B. Definisi Ahlussunnah Wal-Jama’ah
Ahlussunah
waljamaah berasal dari bahasa arab Ahlussunnah Wal-Jama’ah, atau lebih
sering disingkat dengan Ahlussunah. Secara terminology, maka Ahlussunnah
Waljamaah berarti ajaran islam yang murni sebagaimana yang diajarkan dan
diamalkan oleh Rasulullah SAW, bersama para sahabatnya. Pengertian ini mengacu
pada hadits nabi yang terkenal: ”Hal mana nabi memprekdisikan bahwa suatu saat
kelak ummat islam akan terpecah dalam 73 golongan,semua celaka kecuali satu
firqah, yaitu mereka berpegang teguh pada pegangan beliau dan pegangan para
sahabat-sahabatnya.”Dalam hadits lain yang senada, golongan yang selamat ini di
sebut sebagai Ahlussunnah Wal-Jama’ah.
Selain
itu, Ahlussunnah
Wal-Jama’ah (ASWAJA) lahir dari pergulatan intens antara doktrin dengan
sejarah.
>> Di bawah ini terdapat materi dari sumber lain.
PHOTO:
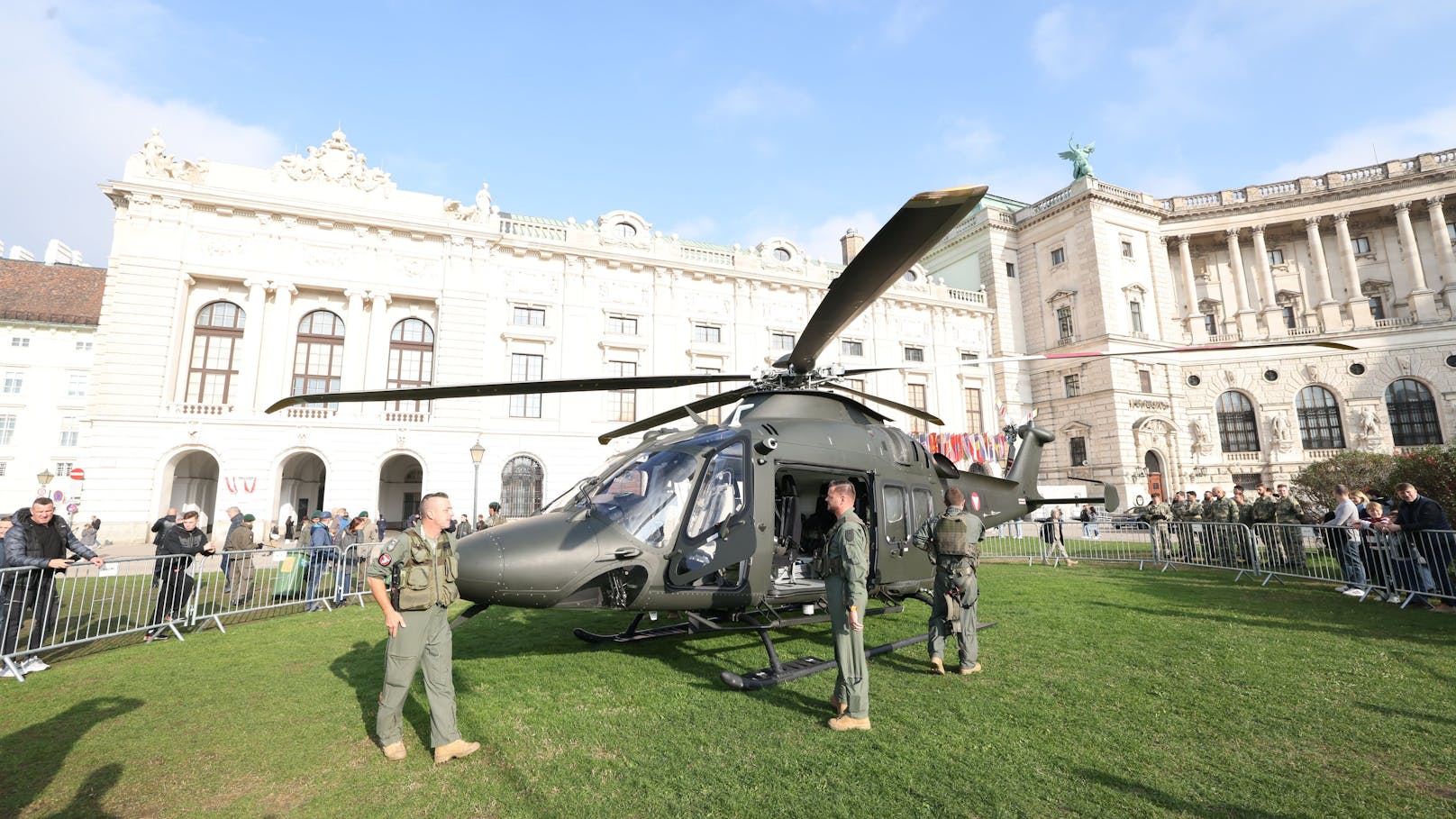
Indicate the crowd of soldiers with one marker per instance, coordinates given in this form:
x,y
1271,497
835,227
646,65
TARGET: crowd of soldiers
x,y
1179,533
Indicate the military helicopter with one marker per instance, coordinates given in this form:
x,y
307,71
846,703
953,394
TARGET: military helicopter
x,y
721,521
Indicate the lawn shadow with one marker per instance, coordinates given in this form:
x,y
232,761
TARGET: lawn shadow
x,y
86,805
37,752
1178,805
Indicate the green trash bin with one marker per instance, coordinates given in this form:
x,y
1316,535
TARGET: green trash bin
x,y
293,576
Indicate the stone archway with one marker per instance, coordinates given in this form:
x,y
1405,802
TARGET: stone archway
x,y
191,483
302,483
401,481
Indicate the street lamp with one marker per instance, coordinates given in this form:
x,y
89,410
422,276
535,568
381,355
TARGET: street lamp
x,y
477,453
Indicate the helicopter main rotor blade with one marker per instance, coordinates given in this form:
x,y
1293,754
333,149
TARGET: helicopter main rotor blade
x,y
504,388
915,411
713,401
1141,353
910,232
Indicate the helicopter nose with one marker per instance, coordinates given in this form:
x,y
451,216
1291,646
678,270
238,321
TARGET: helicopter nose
x,y
534,561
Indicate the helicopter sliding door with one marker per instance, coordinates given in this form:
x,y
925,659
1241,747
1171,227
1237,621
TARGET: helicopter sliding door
x,y
716,540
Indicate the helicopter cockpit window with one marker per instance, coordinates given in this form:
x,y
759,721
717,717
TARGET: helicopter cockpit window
x,y
721,495
648,495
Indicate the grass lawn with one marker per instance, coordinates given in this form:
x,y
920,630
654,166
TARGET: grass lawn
x,y
1106,693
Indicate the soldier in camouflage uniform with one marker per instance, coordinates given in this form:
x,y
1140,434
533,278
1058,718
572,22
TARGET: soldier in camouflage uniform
x,y
1288,512
421,567
846,569
1261,514
952,541
1156,516
1222,512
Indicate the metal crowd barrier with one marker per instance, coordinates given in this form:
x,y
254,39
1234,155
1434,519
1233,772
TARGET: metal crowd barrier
x,y
160,596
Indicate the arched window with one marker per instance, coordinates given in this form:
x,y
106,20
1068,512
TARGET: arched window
x,y
1413,413
411,360
1238,429
318,363
215,340
1319,424
522,486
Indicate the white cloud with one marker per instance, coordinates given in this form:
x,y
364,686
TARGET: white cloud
x,y
73,124
1380,141
758,96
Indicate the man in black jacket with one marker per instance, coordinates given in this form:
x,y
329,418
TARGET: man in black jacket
x,y
38,538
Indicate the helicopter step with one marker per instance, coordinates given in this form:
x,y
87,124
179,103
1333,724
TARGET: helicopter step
x,y
697,624
794,669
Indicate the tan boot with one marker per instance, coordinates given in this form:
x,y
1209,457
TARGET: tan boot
x,y
456,750
848,723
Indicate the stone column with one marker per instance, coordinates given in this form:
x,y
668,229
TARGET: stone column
x,y
1443,250
1423,301
1248,323
283,335
1190,292
1269,296
1328,309
1359,305
250,366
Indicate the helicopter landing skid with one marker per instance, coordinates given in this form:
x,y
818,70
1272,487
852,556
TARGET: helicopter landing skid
x,y
794,669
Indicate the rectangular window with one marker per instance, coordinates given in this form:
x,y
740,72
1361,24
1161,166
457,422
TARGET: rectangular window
x,y
915,396
622,325
973,410
622,403
531,316
526,366
70,432
1065,328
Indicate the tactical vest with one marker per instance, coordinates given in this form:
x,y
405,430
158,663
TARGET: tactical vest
x,y
427,576
952,535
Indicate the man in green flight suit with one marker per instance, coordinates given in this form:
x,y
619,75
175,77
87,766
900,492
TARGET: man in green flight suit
x,y
846,569
952,541
421,566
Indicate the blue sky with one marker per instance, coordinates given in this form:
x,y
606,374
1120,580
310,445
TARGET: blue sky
x,y
723,123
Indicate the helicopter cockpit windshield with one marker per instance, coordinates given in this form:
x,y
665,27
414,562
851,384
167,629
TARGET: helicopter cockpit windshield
x,y
648,495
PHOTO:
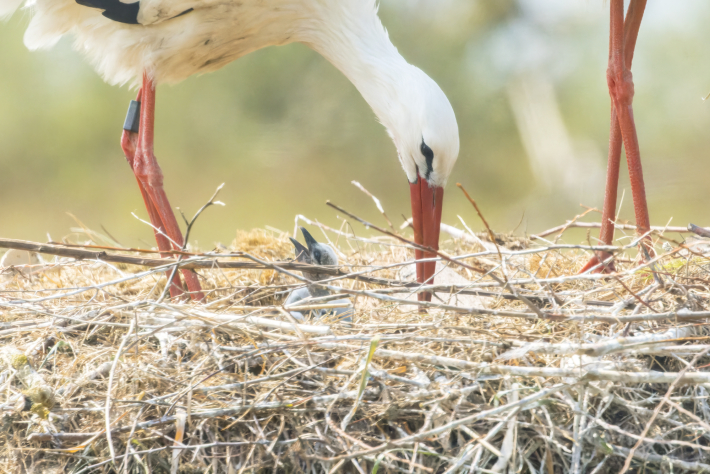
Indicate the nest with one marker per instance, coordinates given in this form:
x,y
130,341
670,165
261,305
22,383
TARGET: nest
x,y
518,364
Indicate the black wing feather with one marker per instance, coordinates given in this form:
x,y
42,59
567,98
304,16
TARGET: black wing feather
x,y
118,11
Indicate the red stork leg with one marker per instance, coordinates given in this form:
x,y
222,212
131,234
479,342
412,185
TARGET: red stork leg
x,y
622,42
138,149
427,202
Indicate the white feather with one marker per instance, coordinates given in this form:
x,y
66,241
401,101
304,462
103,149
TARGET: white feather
x,y
8,7
216,32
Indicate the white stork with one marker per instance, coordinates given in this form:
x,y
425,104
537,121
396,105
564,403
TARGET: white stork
x,y
165,41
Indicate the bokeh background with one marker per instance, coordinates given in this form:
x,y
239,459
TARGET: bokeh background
x,y
285,130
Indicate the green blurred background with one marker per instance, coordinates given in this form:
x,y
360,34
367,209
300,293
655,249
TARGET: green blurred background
x,y
285,130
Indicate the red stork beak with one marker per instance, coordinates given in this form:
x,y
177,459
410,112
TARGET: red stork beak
x,y
426,215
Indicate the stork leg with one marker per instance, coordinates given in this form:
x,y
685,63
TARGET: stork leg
x,y
138,149
622,42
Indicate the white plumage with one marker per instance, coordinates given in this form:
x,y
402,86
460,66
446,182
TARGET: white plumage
x,y
216,32
173,39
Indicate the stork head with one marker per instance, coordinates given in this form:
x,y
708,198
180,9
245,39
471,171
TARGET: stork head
x,y
424,129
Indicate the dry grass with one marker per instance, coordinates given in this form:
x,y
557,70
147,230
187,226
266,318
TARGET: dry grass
x,y
212,387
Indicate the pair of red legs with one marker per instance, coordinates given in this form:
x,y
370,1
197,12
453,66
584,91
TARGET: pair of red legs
x,y
138,148
622,41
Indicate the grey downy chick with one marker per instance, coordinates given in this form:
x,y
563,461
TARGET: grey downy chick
x,y
316,254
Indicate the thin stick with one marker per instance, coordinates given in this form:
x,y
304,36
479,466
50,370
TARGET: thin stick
x,y
107,406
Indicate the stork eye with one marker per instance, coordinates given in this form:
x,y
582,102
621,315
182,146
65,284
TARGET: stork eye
x,y
429,157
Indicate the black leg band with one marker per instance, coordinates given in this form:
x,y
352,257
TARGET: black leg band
x,y
133,117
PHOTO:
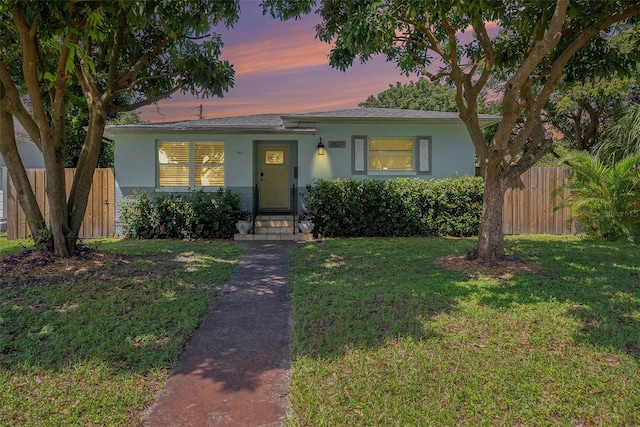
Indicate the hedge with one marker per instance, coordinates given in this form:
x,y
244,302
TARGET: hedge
x,y
196,214
397,207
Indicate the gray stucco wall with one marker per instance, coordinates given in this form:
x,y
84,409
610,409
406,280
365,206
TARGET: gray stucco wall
x,y
451,153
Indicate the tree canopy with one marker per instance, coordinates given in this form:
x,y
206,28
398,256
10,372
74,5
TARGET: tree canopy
x,y
532,45
144,51
421,95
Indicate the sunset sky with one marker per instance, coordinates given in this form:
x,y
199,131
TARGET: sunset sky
x,y
280,68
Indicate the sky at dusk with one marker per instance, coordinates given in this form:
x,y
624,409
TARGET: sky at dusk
x,y
280,68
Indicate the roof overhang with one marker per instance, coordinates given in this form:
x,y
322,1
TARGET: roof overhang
x,y
121,130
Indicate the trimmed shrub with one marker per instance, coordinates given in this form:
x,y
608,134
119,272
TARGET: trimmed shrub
x,y
398,207
196,214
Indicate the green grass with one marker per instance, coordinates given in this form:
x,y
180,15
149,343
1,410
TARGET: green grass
x,y
382,336
95,348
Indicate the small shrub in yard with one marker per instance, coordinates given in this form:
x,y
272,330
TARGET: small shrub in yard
x,y
398,207
196,214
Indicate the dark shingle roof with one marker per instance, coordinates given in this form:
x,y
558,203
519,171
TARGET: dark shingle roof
x,y
296,123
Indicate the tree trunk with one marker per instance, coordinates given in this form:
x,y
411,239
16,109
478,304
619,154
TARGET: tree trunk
x,y
54,158
83,179
491,237
26,197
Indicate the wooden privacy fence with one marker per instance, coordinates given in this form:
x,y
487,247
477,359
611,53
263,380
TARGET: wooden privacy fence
x,y
99,219
528,208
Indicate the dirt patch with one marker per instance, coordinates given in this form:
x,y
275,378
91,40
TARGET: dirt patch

Di wilayah doktrin, debat meliputi soal kalam mengenai status Alqur’an
apakah ia mahluk atau bukan, kemudian debat antara sifat-sifat Allah antara
ulama’ salafiyyun dengan golongan Mu’tazilah dan seterusnya.
Di wilayah sejarah, proses
pembentukan ASWAJA terentang hingga zaman Khulafaur Rasyidin, yakni dimulai sejak terjadi perang shiffin yang
melibatkan Kholifah Ali bin Abi Tholib KW dengan Muawiyyah. Bersamaan dengan kekalahan kholifah ke-empat tersebut,
setelah dikelabui melalui taktik arbitrase (tahkim) oleh kubu muawiyyah, ummat
islam mulailah
islam
terpecah ke
dalam
berbagai golongan. Di
antara
mereka terdapat Syi’ah, Khowarij, Jabariyyah, Qadariyyah, Mu’tazilah, dll.
Indonesia merupakan salah
satu penduduk dengan jumlah penganut faham ASWAJA terbesar di dunia. Mayoritas
penduduk yang
memeluk
islam adalah penganut madzhab
Syafi’i dan sebagian besarnya
tergabung (baik tergabung secara sadar maupun tidak sadar) dalam Jam’iyyah Nahdlotul
Ulama’ yang sejak awal berdiri menegaskan sebagi pengamal islam ala Ahlusunnah
wal Jama’ah.
Al-sunnah memilki arti
jalan, disamping memiliki arti Al-Hadist. Disambungkan dengan ahl keduanya
bermakna pengikut jalan Nabi, Para Sahabat, dan Tabi’in. Al-Jama’ah berarti sekumpulan orang yang
memiliki tujuan. Bila dimaknai secara kebahasaan, Ahlussunnah wal Jama’ah
berarti segolongan orang yang mengikuti jalan Nabi, Para Sahabat dan Tabi’in.
NU merupakan ORMAS islam
pertama kali Indonesia yang menegaskan
diri berfaham ASWAJA, kemudian memiliki banyak banom didalamnya sekalugus
keberadaan PMII sebagai generasi kini telah mampu mempertahankan ASWAJA di
tanah air. Dalam konstitusi dasar yang dirumuskan
oleh KH. Hasyim Asy’ari
juga
tidak disebutkan definisi ASWAJA namun tertulis dalam konstitusi tersebut bahwa
aswaja merupakan sebuah faham keagamaan, dimana dalam bidang aqidah menganut
pendapat dari Abu Hasan Al-Asy’ari dan Al- Maturidhi, dalam bidang fiqih
menganut pada salah satu madzhab
empat, dan dalam bidang tasawuf
menganut pada Imam Junaid al Baghdadi dan Abu Hamid Al-Ghozali.
Seiring
dengan hal di atas, maka Aswaja sebagai Manhaj Al-fikr, tercacat kurang lebih sejak 1995/1997, Pergerakan Mahasiswa
Islam Indonesia meletakkan aswaja sebagai manhaj al fikr. Th 1997 diterbitkan
sebuah buku saku tulisan sahabat Khotibul Umam Wiranu berjudul Membaca ulang
Aswaja (PB PMII 1997). Konsep dasar yang dibawa dalam aswaja sebagai manhaj
al fikr tidak dapat dilepas dari gagasan KH. Said Aqil Siraj yang mengundang
kontroversi, mengenai perlunya aswaja ditafsir ulang dengan memberikan
kebebasan lebih bagi para intelektual dan ulama’ untuk merujuk langsung kepada
ulama’ dan pemikir utama yang tesebut dalam pengertian aswaja.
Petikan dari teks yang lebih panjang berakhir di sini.